Foreign Mnister Subrahmanyam Jaishankar said on Monday that India was monitoring “very closely” the case of 22-year-old Rashmi Samant, the first-ever Indian woman to be elected as president of the Oxford University Student Union (OUSU). He also said New Delhi will take up the matter with higher authorities in the United Kingdom.
"We will monitor these developments very closely. We will raise it when required and we will always champion the fight against racism and other forms of intolerance", said S. Jaishankar, while making a statement on the matter in the Indian parliament’s upper house on Monday.
“As the land of Mahatma Gandhi, we can never ever turn our eyes away from racism. Particularly so, when it is in a country where we have such a large diaspora. We've strong ties with the UK. We'll take up such matters with great candour when required”, said the Indian minister after the matter was raised by Ashwini Vaishnaw, Jaishankar’s fellow parliamentarian from the governing Bharatiya Janata Party (BJP).
Vaishnaw bemoaned the “continuation of attitudes” from the colonial era, especially in the United Kingdom, as a reason behind the bullying of Samant.
“She overcame all the challenges to become the first Indian woman president of Oxford University Student's Union. What treatment was meted out to her? Shouldn't this diversity be celebrated, instead she was cyber-bullied to the point that she had to resign”, Vaishnaw asked in parliament.
After being elected as OUSU president on 11 February, Samant was forced to step down from her post within a week over some of her past social media posts. Her detractors, which included some of her professors, peers, as well as the campus outfits the Oxford Campaign for Racial Awareness and Equality (CRAE) and the Oxford LGBTQ+ Campaign, among others, labelled her posts as “anti-Semitic”, “racist”, “trasnsphobic”, and “insensitive”.
Samant, who hails from India’s Karnataka state, says that she was bullied online over her past posts, with many netizens bringing up her Hindu faith as they targeted her.

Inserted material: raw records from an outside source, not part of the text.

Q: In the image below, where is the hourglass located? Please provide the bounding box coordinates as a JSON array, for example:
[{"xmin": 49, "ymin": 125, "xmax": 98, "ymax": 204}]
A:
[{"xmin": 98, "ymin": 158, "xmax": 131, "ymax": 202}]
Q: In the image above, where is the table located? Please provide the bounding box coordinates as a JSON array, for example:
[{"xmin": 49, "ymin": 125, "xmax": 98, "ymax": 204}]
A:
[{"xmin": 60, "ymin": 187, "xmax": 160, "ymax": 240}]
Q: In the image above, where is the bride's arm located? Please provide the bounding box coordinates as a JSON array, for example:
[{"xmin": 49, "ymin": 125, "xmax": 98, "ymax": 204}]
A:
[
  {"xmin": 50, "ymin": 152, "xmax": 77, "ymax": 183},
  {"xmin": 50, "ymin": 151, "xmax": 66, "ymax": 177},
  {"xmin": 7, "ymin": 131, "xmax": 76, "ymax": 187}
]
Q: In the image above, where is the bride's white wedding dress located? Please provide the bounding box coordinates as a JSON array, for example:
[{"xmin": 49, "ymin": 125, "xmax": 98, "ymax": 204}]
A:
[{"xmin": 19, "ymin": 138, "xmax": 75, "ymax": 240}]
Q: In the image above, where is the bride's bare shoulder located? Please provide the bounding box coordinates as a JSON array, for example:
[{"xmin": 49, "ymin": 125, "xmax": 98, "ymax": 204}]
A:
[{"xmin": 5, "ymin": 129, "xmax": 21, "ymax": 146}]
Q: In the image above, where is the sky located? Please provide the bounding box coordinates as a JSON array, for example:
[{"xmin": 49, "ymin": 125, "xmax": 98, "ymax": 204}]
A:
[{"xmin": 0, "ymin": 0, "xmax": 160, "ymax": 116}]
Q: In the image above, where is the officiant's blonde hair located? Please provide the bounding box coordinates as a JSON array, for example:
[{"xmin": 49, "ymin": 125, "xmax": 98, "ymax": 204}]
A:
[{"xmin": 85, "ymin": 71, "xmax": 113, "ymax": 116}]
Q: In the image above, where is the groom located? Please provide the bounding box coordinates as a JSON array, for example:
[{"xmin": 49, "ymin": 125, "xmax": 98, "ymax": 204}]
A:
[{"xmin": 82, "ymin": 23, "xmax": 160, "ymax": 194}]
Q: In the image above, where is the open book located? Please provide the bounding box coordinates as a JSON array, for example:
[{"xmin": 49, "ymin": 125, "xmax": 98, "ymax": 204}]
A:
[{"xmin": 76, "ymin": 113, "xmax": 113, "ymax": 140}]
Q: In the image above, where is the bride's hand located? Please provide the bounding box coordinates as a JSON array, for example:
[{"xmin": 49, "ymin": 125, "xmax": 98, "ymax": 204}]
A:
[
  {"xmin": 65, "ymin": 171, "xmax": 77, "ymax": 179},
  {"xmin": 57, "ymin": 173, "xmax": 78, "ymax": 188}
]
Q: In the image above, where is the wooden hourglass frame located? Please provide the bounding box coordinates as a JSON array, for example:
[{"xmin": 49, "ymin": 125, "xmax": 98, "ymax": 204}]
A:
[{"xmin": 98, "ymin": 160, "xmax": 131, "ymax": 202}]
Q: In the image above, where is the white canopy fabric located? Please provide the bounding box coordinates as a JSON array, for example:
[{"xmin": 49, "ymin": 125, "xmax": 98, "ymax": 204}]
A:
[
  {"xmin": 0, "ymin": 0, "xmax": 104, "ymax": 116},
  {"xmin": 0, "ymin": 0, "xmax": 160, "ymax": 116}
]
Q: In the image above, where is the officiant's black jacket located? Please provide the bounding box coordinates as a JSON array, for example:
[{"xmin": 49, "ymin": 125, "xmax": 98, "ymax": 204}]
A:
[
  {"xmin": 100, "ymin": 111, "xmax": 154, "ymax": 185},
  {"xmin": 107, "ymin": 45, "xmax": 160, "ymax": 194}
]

The clamour for her resignation of her past social media posts refused to die down even after Samant penned an open apology in the university publication "The Oxford Student".
After stepping down as president-elect of the OUSU, Samant reasoned that “growing intolerance” toward Hinduism could have contributed towards her apology not being accepted and her not finding enough support at the UK varsity.

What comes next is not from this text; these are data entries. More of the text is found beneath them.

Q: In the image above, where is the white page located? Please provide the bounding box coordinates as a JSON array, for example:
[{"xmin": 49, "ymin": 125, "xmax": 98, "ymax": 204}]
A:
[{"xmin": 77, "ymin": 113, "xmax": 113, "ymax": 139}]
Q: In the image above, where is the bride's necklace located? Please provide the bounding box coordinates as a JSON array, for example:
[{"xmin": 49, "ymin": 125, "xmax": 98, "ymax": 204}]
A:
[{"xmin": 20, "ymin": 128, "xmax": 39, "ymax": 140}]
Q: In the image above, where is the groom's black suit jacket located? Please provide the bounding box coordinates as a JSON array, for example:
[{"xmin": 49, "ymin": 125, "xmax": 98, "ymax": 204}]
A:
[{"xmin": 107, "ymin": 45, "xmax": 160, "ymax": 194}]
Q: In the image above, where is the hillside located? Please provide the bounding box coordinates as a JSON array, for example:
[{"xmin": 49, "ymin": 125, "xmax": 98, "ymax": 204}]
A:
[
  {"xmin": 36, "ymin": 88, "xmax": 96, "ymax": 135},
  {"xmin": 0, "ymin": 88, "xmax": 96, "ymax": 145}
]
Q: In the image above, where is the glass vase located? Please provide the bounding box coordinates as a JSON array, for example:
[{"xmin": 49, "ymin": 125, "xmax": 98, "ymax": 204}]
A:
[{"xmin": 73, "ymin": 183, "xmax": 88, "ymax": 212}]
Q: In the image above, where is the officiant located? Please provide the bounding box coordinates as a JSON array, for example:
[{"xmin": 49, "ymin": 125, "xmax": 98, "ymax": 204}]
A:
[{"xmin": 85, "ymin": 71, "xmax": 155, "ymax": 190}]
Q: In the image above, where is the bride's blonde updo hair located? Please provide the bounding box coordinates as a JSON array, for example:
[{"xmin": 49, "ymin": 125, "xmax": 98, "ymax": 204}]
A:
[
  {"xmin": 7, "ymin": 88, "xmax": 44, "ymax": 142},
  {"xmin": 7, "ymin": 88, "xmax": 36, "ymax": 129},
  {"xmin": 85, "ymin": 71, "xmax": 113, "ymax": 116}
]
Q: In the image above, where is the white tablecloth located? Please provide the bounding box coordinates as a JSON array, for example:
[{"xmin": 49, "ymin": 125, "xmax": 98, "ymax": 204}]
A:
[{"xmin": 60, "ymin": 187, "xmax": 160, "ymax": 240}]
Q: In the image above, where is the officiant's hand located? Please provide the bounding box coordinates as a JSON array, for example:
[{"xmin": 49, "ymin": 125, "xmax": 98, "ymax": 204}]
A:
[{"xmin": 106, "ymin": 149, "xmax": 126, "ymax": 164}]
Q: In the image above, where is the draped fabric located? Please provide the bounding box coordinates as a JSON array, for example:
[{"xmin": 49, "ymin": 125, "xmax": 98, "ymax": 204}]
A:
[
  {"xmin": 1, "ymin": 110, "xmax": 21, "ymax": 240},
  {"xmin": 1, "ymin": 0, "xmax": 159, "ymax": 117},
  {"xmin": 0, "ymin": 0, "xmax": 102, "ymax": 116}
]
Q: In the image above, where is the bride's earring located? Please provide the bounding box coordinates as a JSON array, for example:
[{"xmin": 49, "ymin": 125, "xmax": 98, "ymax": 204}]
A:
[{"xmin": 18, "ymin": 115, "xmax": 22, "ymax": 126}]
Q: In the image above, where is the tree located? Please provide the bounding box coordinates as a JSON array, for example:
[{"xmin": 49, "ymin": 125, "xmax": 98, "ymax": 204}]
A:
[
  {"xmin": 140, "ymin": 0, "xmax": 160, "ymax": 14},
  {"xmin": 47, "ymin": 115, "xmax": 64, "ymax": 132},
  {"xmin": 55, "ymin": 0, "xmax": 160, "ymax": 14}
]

“There is a growing intolerance towards Hinduism and the culture that India symbolises in today’s day and age”, she said during a media interview this month, while discussing her experience at Oxford University.

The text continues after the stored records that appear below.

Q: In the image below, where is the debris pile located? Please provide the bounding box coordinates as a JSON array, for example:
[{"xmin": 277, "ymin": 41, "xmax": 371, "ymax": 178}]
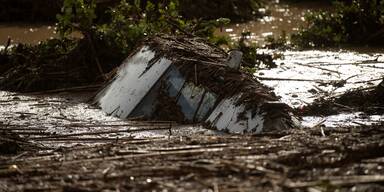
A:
[
  {"xmin": 95, "ymin": 36, "xmax": 298, "ymax": 134},
  {"xmin": 2, "ymin": 123, "xmax": 384, "ymax": 192},
  {"xmin": 0, "ymin": 131, "xmax": 39, "ymax": 156},
  {"xmin": 301, "ymin": 83, "xmax": 384, "ymax": 116}
]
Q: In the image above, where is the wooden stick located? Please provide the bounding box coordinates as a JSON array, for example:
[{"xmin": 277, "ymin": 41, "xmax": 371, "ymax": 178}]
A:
[
  {"xmin": 256, "ymin": 76, "xmax": 325, "ymax": 82},
  {"xmin": 31, "ymin": 126, "xmax": 173, "ymax": 140},
  {"xmin": 295, "ymin": 63, "xmax": 342, "ymax": 74},
  {"xmin": 195, "ymin": 64, "xmax": 198, "ymax": 84},
  {"xmin": 59, "ymin": 147, "xmax": 226, "ymax": 166},
  {"xmin": 85, "ymin": 32, "xmax": 106, "ymax": 81},
  {"xmin": 27, "ymin": 84, "xmax": 103, "ymax": 95},
  {"xmin": 351, "ymin": 77, "xmax": 383, "ymax": 84},
  {"xmin": 284, "ymin": 175, "xmax": 384, "ymax": 188},
  {"xmin": 180, "ymin": 57, "xmax": 227, "ymax": 67},
  {"xmin": 3, "ymin": 37, "xmax": 11, "ymax": 53},
  {"xmin": 319, "ymin": 60, "xmax": 384, "ymax": 66}
]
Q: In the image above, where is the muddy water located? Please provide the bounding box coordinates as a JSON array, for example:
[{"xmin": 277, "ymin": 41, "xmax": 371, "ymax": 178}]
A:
[
  {"xmin": 0, "ymin": 24, "xmax": 59, "ymax": 46},
  {"xmin": 258, "ymin": 49, "xmax": 384, "ymax": 127},
  {"xmin": 216, "ymin": 0, "xmax": 329, "ymax": 45},
  {"xmin": 0, "ymin": 91, "xmax": 218, "ymax": 148},
  {"xmin": 0, "ymin": 0, "xmax": 326, "ymax": 47},
  {"xmin": 258, "ymin": 49, "xmax": 384, "ymax": 107},
  {"xmin": 218, "ymin": 0, "xmax": 384, "ymax": 126}
]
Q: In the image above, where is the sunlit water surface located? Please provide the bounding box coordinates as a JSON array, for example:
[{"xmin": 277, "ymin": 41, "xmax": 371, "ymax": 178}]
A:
[
  {"xmin": 215, "ymin": 0, "xmax": 329, "ymax": 45},
  {"xmin": 216, "ymin": 0, "xmax": 384, "ymax": 127}
]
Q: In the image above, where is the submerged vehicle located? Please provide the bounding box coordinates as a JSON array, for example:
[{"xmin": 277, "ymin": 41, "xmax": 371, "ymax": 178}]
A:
[{"xmin": 94, "ymin": 36, "xmax": 297, "ymax": 134}]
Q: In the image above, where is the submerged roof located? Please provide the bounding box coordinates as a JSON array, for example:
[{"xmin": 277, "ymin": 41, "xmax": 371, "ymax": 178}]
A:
[
  {"xmin": 95, "ymin": 36, "xmax": 296, "ymax": 133},
  {"xmin": 147, "ymin": 36, "xmax": 280, "ymax": 103}
]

In another interview given to the Indian publication The Print, Samant said that there should be strict rules in place to protect students of colour from being “cancelled”.
“Since we are not from the same culture and do not prescribe to the social developments of their society, it is possible that non-natives may be unaware of these ideologies. There is nothing that is being done to protect students. I believe foreign universities need regulations to protect students of colour from being cancelled”, she said.
Another university professor even labelled her and all the people hailing from her native region in India as “Islamophobic”.
While being subjected to criticism in the UK, Samant has found widespread support in her home country, with many Indian netizens expressing their frustration at the Oxford University administration for not backing her in the face of cyberbullying and alleged racial profiling.